September 17, 2007

Solidarity with anti-fascists in Russia

“International support is vital and valued” explains St Petersburg anti-fascist activist Bruno Garmson

It is not easy being an anti-fascist in Russia at the moment. We are under constant attack from racists and fascists and we receive little or no protection from the authorities. Several of our activists have been murdered in recent years and even when the attackers are caught they often walk free with suspended sentences.

The rapid decline of Russia’s fledgling democracy, marked by gross violations of human rights during the government’s Chechen campaigns, the granting by parliament of unprecedented powers to the secret service, the abolition of elected executives (governors, mayors etc), the introduction of censorship and political show-trials and murders have changed the political atmosphere.
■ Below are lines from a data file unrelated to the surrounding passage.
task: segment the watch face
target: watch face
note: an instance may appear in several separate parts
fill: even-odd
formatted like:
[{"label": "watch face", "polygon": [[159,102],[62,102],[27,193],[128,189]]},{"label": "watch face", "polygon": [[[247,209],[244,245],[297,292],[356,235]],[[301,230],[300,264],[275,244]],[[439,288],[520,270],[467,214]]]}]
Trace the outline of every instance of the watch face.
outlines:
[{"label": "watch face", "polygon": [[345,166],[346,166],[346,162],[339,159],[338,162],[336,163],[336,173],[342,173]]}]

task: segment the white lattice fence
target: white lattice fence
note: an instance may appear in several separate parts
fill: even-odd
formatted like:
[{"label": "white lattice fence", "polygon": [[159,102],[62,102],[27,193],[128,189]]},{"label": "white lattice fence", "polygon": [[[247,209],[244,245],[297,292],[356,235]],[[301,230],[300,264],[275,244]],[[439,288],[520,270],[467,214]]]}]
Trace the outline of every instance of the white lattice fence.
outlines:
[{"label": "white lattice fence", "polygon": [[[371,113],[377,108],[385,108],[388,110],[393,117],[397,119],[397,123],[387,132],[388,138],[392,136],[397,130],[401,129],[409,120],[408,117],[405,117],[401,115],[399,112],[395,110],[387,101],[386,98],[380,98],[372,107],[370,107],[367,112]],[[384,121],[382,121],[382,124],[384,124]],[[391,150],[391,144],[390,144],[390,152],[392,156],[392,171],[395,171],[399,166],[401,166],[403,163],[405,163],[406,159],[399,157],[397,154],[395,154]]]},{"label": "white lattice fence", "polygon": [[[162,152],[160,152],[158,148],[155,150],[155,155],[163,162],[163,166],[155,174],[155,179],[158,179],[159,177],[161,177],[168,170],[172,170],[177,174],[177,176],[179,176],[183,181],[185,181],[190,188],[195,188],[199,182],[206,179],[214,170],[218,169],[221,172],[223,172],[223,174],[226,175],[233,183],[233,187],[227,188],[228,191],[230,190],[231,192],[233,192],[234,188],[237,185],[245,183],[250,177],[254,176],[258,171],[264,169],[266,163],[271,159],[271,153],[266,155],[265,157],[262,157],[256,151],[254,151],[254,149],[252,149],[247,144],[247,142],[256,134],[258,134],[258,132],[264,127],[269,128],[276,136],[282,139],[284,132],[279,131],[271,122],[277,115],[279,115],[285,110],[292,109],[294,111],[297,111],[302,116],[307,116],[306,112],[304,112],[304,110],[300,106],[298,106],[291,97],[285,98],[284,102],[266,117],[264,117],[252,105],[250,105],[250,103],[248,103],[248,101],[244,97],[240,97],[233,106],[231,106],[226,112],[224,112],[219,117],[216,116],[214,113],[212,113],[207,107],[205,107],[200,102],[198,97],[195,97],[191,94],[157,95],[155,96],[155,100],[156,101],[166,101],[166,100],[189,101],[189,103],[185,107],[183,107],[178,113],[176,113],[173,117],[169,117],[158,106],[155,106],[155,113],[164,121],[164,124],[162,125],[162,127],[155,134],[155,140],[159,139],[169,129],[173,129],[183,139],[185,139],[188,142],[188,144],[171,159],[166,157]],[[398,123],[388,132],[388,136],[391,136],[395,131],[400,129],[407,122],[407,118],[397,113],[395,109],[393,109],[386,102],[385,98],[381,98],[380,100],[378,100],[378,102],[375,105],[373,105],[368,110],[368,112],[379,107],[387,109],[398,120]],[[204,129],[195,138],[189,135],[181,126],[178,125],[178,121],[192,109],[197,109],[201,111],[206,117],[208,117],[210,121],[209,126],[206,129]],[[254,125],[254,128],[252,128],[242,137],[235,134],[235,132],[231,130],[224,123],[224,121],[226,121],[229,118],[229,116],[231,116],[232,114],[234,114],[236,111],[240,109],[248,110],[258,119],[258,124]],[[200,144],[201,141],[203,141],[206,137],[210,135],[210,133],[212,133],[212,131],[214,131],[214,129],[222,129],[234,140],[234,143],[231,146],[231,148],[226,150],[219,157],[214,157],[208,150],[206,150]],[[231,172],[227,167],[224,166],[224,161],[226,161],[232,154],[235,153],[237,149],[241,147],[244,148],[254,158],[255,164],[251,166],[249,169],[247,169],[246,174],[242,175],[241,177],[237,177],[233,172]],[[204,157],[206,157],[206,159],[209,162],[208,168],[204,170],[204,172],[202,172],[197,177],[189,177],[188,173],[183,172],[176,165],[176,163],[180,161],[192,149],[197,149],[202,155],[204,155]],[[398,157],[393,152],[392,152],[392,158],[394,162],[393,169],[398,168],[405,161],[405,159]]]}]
This has enabled nazis and their extreme-rightist allies to stage campaigns as well as using nationalism as an alibi to commit murders, many of which go unpunished.

Outside Russia, this is not always easy to grasp.

In the heroic stories about the Great Patriotic War of 1941-1945 against the Nazis that flicker almost nightly on Russian television screens, it is nowadays hard to find any other motives described than “defending the motherland”.

Unfortunately, there are few eyewitnesses left who can describe the genuine anti-fascist enthusiasm they felt for the Republican cause in the Spanish Civil War or spell out the common conviction, held during the Second World War, that the Nazis intended to enslave and exterminate Russian citizens as subhumans and explain how, therefore, the anti-fascist struggle was above all a battle of humanity against fascist barbarism.

Today’s Russian nazis use official nationalist myths about the war both as proof of Russia’s superiority and as an example of how the Stalin regime misled the whole Russian people, sacrificing millions of soldiers and civilians against Hitler’s anti-Bolshevik crusade to “liberate” the Russians. Ignorance about Soviet history, lack of a proper analysis of the theory and practice of fascism and the reduction of the term “anti-fascism” to mean simply a nationalistic fight against the enemies of Russia make it difficult to oppose such obvious lies.

Real anti-fascism, challenging nationalism and facing down nazism, is a risky course of action. Such “dissident” behaviour is viewed as “suspicious opposition” to the policies of President Vladimir Putin and the state. Any person displaying such behaviour is regarded as an “extremist”, like the nazis. Openly opposing fascism means being targeted by the violent gangs of nazis who patrol the streets of Russia’s cities looking for victims to attack in broad daylight.

Young anti-fascists have started to fight back. The courageous stance of young Russian anti-fascists against the growing street violence by nazi gangs is often the subject of court proceedings, which have proved inconsistent. The outcome of trials of nazi killers tends to depend on what charges are brought by the public prosecutors: almost always hooliganism (violently disrupting public order) or being involved in hooliganism.

There is no real pressure from the Kremlin or Duma (parliament) on public prosecutors to use hate crime charges and there is a widespread practice of negotiation between judges, prosecutors and defence lawyers to achieve cooperation in trials. Finally and crucially, there is a lack of pressure from anti-fascists who, because there is no deeply rooted democratic culture, rarely get involved with investigations or court proceedings.

Here in St Petersburg, anti-fascists have actively helped the public prosecutors as expert witnesses since the early 1990s and have run some successful campaigns. The nazis reacted by murdering Nikolai Girenko in 2004, then the most visible anti-fascist specialist supporting the public prosecutors in cases against fascists.

Now a younger generation of anti-fascists is emerging to oppose the nazis in the courts and on the streets. Their battles are essential – the alternative is capitulation – but expensive. It costs a great deal of money to participate in court proceedings even when the lawyers act pro bono. In the case against the murderers of Timur Kacharava, anti-fascist funding enabled his family and friends to help put away his killers.

In Russia, there are no big trade unions, labour movements or long-standing anti-racist structures with democratic anti-fascist traditions that we can turn to for help. As a result, we depend on ourselves and the anti-fascist movement internationally.

Support from our brothers, sisters, comrades and friends abroad is ever more vital and valued.